Introduction

Several validated self-report instruments are currently available to assess anti-fat attitudes, fat stereotypes, and weight-related teasing [1, 2]. Recently, the importance of assessing internalized weight stigma (IWS), defined as “[…] the degree to which an obese person endorses weight-based negative stereotypes and attributes these to themselves (Durso et al., 2012)” [3, p. 240], was also highlighted. This led to the development of the Weight Self-Stigma Questionnaire (WSSQ) [4].

The psychometric properties of the WSSQ were examined in an American sample of 169 overweight and obese adults [4]. A principal component analysis with varimax rotation suggested a two-factor model encompassing self-devaluation (self-depreciation and weight-related shame) and fear of enacted stigma (fear of enacted stigma and weight discrimination). Subsequent analyses revealed acceptable scale score reliability (α = 0.81 and 0.87) and test–retest reliability (r = 0.62 and 0.80) for both subscales, as well as significant relations between the WSSQ subscales and measures of disordered eating, general experiential avoidance, quality of life, psychological distress, and attitudes toward obese people.

Two recent studies have examined the psychometric properties of the WSSQ in other languages and cultures. Hain, Langer, Hünnemeyer, Rudofsky, Zech, and Wild [5] examined the psychometric properties of the German version of the WSSQ among a sample of 94 severely obese adults. Their results revealed acceptable scale score reliability for both WSSQ subscales (α = 0.81 and 0.83) and demonstrated relations between the WSSQ and measures of depression, quality of life, psychological distress, dissociative symptoms, and weight- and body-related shame and guilt.

Farhangi, Emam-Alizadeh, Hamedi, and Jahangiry [6] examined the psychometric properties of an Arabic version of the WSSQ among 170 overweight and obese Iranian women. Again, the scale score reliability for both WSSQ subscales was acceptable (α = 0.75 and 0.78), and they were associated with quality of life and psychological distress.

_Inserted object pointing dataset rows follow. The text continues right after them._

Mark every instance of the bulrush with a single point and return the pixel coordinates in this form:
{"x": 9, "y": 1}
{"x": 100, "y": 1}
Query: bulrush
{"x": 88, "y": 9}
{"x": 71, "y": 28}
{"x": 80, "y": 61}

Although informative, the studies reviewed present some limitations that need to be addressed. First, although studies of the German and Arabic versions of the WSSQ [5, 6] suggest that it provides a valid measure of IWS, the factor validity of the WSSQ was not assessed. Therefore, the generalizability of the WSSQ factor structure within other linguistic or cultural groups remains unknown.

Second, the three studies reviewed focused on adults and did not consider samples of overweight or obese adolescents. This lack of research on IWS in younger populations [7] is particularly concerning because overweight/obese adolescents are known to represent a particularly vulnerable population in terms of exposure to weight-related stigmatization [810]. The WSSQ thus needs to be validated in a sample of overweight and obese adolescents.

Third, although Hain et al. [5] and Lillis et al. [4] relied on mixed-sex samples, they did not examine the presence of differential item functioning (DIF) and possible latent mean differences on the WSSQ subscales as a function of the participants’ sex. This lack of verification could lead to erroneous interpretations of observed sex differences, which might reflect DIF rather than true sex-based differences. Consequently, it is unknown whether the WSSQ could be used for sex-based mean comparisons, and whether previous results showing that women present higher levels of IWS than men [1113] could be replicated with the WSSQ. In fact, examination of the presence of DIF is a prerequisite for sex-based mean comparisons with the WSSQ.

Finally, there is currently no self-report questionnaire available to assess IWS among French-speaking overweight/obese individuals. Therefore, the development of a French version of the WSSQ would likely contribute to the crosslinguistic generalizability of this questionnaire and greatly facilitate the assessment of IWS in cross-cultural studies. Indeed, French is the official or co-official language of numerous countries and territories worldwide (e.g., Canada, Belgium, Switzerland, and several former French colonies).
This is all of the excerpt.